The video went viral and was picked up by CBS national news, Teen Vogue, as well as several other national outlets, vaulting Naiomi into internet fame.
Instead of relishing the glory of the moment, Naiomi used this publicity to help others in her community. When she was asked to collaborate on blanket designs with Sackcloth and Ashes, she made sure that 100 percent of the profits from the first 2,000 blankets were donated to Chizh for Cheii, which translates to firewood for grandpa. Sackcloth and Ashes also donates a blanket to a homeless shelter for each one purchased.

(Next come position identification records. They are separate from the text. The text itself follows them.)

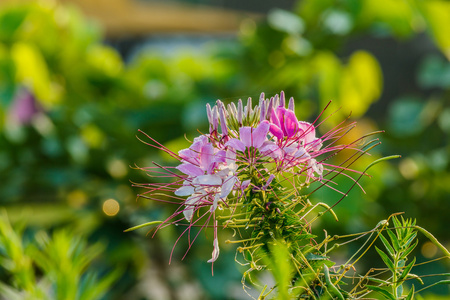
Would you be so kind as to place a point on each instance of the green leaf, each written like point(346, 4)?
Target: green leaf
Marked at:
point(394, 240)
point(398, 227)
point(414, 276)
point(378, 280)
point(386, 259)
point(387, 246)
point(382, 291)
point(409, 238)
point(409, 250)
point(142, 225)
point(407, 270)
point(410, 294)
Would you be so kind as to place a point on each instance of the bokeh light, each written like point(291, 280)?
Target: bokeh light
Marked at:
point(111, 207)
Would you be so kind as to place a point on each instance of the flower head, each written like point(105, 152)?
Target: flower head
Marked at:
point(241, 163)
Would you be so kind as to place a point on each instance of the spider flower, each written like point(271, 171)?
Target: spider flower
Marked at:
point(246, 153)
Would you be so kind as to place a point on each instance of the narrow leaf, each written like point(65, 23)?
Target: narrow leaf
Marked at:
point(387, 246)
point(142, 225)
point(406, 270)
point(386, 259)
point(408, 251)
point(394, 240)
point(410, 294)
point(380, 290)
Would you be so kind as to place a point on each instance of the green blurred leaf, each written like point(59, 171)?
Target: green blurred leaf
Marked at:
point(386, 259)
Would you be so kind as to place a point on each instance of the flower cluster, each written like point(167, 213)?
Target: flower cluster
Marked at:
point(245, 161)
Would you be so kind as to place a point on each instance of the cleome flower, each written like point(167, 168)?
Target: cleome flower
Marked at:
point(240, 163)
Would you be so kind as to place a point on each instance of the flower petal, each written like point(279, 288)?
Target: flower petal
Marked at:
point(245, 134)
point(227, 186)
point(259, 135)
point(236, 144)
point(208, 180)
point(290, 123)
point(206, 156)
point(216, 251)
point(185, 190)
point(274, 118)
point(190, 169)
point(309, 132)
point(276, 131)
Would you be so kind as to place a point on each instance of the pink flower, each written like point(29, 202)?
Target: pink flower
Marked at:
point(250, 137)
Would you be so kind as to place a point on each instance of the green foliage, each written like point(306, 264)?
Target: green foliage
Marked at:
point(56, 267)
point(74, 152)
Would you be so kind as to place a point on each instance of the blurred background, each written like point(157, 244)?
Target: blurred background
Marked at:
point(78, 78)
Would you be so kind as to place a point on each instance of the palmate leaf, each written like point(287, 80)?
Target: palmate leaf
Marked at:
point(386, 259)
point(382, 291)
point(398, 227)
point(378, 280)
point(409, 250)
point(394, 240)
point(387, 246)
point(410, 294)
point(410, 238)
point(407, 270)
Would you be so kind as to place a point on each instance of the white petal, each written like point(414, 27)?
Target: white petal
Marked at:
point(215, 203)
point(208, 180)
point(216, 251)
point(185, 190)
point(227, 186)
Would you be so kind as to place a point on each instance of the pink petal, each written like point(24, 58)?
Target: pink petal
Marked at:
point(220, 156)
point(216, 251)
point(208, 180)
point(271, 149)
point(206, 156)
point(309, 132)
point(245, 184)
point(274, 118)
point(189, 156)
point(185, 190)
point(190, 169)
point(290, 123)
point(245, 134)
point(281, 111)
point(259, 135)
point(227, 186)
point(236, 144)
point(198, 143)
point(276, 131)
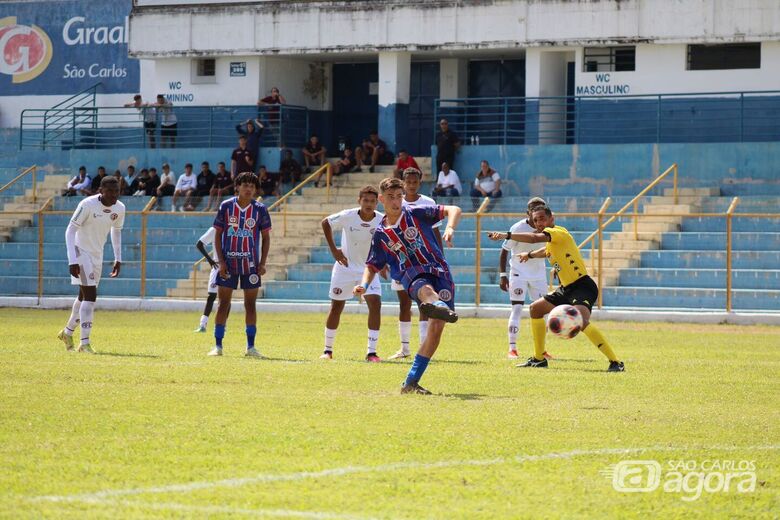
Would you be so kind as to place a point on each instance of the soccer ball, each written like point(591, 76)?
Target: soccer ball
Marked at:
point(565, 321)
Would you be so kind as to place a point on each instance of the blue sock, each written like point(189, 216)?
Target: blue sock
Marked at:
point(418, 369)
point(219, 333)
point(251, 331)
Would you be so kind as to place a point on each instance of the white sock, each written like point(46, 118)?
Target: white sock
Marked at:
point(513, 326)
point(405, 330)
point(373, 339)
point(70, 328)
point(330, 338)
point(85, 314)
point(423, 331)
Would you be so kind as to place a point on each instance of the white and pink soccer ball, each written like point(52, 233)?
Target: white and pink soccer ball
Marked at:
point(564, 321)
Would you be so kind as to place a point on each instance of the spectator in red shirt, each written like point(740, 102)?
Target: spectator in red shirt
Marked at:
point(404, 161)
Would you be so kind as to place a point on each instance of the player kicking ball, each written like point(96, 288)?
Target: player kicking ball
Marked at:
point(412, 178)
point(405, 242)
point(577, 288)
point(240, 223)
point(525, 280)
point(207, 239)
point(85, 238)
point(357, 229)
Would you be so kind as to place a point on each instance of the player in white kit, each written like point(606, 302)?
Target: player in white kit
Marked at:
point(207, 239)
point(412, 198)
point(85, 239)
point(525, 281)
point(357, 229)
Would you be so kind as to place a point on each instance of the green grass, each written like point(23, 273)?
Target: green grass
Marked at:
point(496, 442)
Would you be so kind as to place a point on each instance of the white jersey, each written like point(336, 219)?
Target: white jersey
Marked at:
point(356, 235)
point(93, 221)
point(535, 268)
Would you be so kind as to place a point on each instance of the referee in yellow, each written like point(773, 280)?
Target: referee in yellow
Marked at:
point(577, 288)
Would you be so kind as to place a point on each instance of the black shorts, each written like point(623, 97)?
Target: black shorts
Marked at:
point(582, 292)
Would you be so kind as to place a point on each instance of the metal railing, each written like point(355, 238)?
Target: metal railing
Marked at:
point(662, 118)
point(90, 127)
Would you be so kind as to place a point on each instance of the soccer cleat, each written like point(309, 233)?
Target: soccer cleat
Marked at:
point(400, 355)
point(413, 388)
point(86, 349)
point(253, 352)
point(68, 340)
point(532, 362)
point(439, 311)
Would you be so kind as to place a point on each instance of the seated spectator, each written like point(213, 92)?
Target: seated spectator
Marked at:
point(313, 153)
point(373, 152)
point(78, 184)
point(269, 184)
point(290, 169)
point(448, 183)
point(253, 130)
point(205, 181)
point(185, 187)
point(223, 185)
point(122, 182)
point(94, 188)
point(487, 184)
point(151, 183)
point(404, 161)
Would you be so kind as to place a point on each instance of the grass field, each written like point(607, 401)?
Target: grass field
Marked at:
point(153, 428)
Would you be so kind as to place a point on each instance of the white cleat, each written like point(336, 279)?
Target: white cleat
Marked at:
point(86, 349)
point(400, 355)
point(68, 340)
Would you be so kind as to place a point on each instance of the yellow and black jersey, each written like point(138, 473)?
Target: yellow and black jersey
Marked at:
point(564, 255)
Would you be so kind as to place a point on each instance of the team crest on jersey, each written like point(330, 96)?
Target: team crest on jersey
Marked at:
point(410, 233)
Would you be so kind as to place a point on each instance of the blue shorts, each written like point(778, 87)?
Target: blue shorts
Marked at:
point(442, 285)
point(248, 281)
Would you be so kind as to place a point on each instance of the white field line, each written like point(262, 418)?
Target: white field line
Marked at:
point(102, 496)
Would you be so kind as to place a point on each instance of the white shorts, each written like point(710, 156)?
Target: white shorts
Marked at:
point(90, 269)
point(213, 280)
point(526, 291)
point(343, 280)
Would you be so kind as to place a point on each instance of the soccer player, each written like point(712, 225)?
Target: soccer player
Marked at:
point(357, 228)
point(405, 242)
point(85, 238)
point(525, 280)
point(577, 288)
point(240, 223)
point(412, 198)
point(208, 239)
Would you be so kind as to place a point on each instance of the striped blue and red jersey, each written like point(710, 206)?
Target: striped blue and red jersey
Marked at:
point(241, 229)
point(409, 247)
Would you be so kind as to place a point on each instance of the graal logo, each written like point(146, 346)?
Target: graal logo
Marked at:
point(635, 476)
point(25, 51)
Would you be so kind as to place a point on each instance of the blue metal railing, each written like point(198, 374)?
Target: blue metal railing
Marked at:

“No cold elders on Navajo land is the goal,” says Naiomi. “That is an especially important thing out here, and there are many Navajo elders who don’t have grandchildren or children to take care of them and make sure they have the essentials. My grandmother was instrumental in my learning the weaving process, and while she has passed on, I thought it was important to honor her and all grandmothers by helping them. So many grandmothers are in situations where they are unable to even do the simplest things, like get firewood. They also provide mutual aid and do things like yard clean-up and small home repairs to winterize for the cold season.”